L3S Best Publication of the Quarter (Q2/2025)
Category: Vision-Language Models
Aligning Visual Contrastive Learning Models via Preference Optimization
Authors: Amirabbas Afzali, Borna Khodabandeh, Ali Rasekh, Mahyar JafariNodeh, Sepehr Kazemi, Simon Gottschalk
The paper in a nutshell:
Our paper addresses critical vulnerabilities in AI vision systems that understand both images and text, such as those used in search engines, autonomous vehicles, and content moderation. These systems can, on the one hand, be easily fooled by simple tricks like adding misleading text to images and, on the other hand, exhibit unfair biases towards certain groups. We developed a new training method that teaches these AI systems to behave more reliably by learning from human preferences about what constitutes correct behavior. Our approach is like having a human supervisor guide the AI to make better decisions, resulting in systems that are more robust against attacks and fairer in their judgments while maintaining their original capabilities.
Which problem do you solve with your research?

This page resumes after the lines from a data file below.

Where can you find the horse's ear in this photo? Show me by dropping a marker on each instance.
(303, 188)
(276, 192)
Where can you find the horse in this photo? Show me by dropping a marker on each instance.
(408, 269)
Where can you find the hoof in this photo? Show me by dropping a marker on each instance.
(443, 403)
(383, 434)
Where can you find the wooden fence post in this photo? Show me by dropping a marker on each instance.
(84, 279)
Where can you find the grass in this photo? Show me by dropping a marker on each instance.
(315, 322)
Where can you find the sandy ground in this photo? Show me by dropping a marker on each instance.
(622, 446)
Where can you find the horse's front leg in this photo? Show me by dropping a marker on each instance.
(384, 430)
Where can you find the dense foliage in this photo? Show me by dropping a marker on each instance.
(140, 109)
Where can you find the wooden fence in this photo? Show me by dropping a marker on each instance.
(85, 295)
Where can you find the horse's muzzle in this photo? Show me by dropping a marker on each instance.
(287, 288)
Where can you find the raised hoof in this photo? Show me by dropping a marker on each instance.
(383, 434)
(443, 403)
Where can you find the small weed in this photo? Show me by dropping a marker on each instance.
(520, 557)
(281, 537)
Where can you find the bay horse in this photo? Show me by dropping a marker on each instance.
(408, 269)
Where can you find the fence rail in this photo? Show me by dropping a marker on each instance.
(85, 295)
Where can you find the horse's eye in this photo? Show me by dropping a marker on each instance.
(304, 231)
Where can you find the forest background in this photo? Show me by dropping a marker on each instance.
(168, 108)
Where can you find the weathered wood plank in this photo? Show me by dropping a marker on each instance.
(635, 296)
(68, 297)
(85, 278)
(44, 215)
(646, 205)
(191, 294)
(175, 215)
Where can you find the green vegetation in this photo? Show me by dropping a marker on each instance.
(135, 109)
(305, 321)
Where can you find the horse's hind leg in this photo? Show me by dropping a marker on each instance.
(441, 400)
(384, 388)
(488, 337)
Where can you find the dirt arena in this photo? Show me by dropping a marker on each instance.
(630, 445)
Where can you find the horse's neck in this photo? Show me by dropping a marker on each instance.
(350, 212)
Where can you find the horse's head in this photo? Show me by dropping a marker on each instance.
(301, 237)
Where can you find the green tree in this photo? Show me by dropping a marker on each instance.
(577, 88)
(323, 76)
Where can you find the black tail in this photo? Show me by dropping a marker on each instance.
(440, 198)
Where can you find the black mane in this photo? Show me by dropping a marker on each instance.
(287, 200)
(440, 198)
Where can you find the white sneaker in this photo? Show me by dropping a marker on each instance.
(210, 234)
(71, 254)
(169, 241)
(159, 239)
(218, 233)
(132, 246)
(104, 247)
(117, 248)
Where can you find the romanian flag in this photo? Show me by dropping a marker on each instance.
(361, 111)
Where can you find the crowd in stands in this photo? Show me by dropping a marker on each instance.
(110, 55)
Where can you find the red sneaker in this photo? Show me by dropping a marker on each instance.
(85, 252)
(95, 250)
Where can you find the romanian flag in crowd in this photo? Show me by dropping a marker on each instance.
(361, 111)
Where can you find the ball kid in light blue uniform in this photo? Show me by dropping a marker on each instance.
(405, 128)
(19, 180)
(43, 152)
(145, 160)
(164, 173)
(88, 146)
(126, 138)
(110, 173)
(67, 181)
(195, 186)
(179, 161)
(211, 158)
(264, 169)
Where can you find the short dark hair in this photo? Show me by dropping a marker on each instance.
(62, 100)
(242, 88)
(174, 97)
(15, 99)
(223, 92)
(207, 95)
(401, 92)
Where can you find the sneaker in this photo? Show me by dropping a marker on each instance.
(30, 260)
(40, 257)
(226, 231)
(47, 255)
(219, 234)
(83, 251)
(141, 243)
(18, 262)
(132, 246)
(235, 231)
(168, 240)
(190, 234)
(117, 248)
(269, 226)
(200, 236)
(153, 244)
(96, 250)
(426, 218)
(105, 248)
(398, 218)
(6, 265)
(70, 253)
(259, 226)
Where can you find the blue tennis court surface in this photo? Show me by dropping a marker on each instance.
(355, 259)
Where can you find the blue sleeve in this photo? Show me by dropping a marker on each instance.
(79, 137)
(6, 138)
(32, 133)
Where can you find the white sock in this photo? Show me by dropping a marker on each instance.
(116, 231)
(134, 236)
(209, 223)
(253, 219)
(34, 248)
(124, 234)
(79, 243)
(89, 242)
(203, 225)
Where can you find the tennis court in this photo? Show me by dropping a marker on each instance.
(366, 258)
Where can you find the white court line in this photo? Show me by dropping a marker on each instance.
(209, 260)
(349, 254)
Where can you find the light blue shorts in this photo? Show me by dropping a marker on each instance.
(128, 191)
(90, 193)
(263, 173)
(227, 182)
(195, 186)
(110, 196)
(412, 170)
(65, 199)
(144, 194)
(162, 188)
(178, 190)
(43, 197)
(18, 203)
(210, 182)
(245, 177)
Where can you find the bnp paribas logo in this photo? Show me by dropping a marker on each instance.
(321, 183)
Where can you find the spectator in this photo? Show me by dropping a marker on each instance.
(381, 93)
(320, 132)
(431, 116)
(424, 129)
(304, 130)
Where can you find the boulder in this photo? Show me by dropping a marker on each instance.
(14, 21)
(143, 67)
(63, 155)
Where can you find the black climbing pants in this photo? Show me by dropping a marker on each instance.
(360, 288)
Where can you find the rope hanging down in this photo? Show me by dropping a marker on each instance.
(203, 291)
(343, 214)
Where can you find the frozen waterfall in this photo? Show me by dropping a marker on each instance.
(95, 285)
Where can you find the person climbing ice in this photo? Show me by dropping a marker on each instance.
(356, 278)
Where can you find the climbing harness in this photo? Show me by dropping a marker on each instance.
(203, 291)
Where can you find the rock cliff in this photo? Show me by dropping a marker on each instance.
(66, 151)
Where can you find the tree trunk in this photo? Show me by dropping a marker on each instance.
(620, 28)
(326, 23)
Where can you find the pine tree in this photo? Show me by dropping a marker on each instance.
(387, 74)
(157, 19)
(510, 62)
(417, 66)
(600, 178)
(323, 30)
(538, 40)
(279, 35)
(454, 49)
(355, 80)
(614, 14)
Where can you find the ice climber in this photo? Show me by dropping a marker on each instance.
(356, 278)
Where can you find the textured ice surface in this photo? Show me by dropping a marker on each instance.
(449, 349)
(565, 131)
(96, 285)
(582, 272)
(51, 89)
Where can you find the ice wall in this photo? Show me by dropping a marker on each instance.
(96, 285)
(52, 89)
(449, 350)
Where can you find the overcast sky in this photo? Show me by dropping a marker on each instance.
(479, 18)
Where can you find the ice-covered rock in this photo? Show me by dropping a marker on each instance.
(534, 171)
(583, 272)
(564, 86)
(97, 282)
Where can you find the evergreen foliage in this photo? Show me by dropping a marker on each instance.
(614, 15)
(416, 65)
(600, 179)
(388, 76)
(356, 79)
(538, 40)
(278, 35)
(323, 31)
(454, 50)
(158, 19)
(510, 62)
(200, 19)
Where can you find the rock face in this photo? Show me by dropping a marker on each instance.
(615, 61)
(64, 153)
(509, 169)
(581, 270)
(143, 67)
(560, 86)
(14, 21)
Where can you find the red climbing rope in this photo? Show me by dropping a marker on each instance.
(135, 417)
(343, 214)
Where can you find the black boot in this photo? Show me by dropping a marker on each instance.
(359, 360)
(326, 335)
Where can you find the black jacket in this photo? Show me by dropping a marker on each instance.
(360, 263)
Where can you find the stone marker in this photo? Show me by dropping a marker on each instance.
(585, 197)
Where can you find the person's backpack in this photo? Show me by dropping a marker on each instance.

We tackle two major problems in modern AI vision systems: susceptibility to simple attacks and unfair biases. Such vision-language systems like CLIP can be easily deceived when attackers add misleading text to images (called “typographic attacks”), causing them to misidentify objects in the image. Additionally, these systems can exhibit gender and racial biases inherited from their training data, leading to unfair outcomes in real-world applications like hiring tools or content recommendation systems.
What is the potential impact of your findings?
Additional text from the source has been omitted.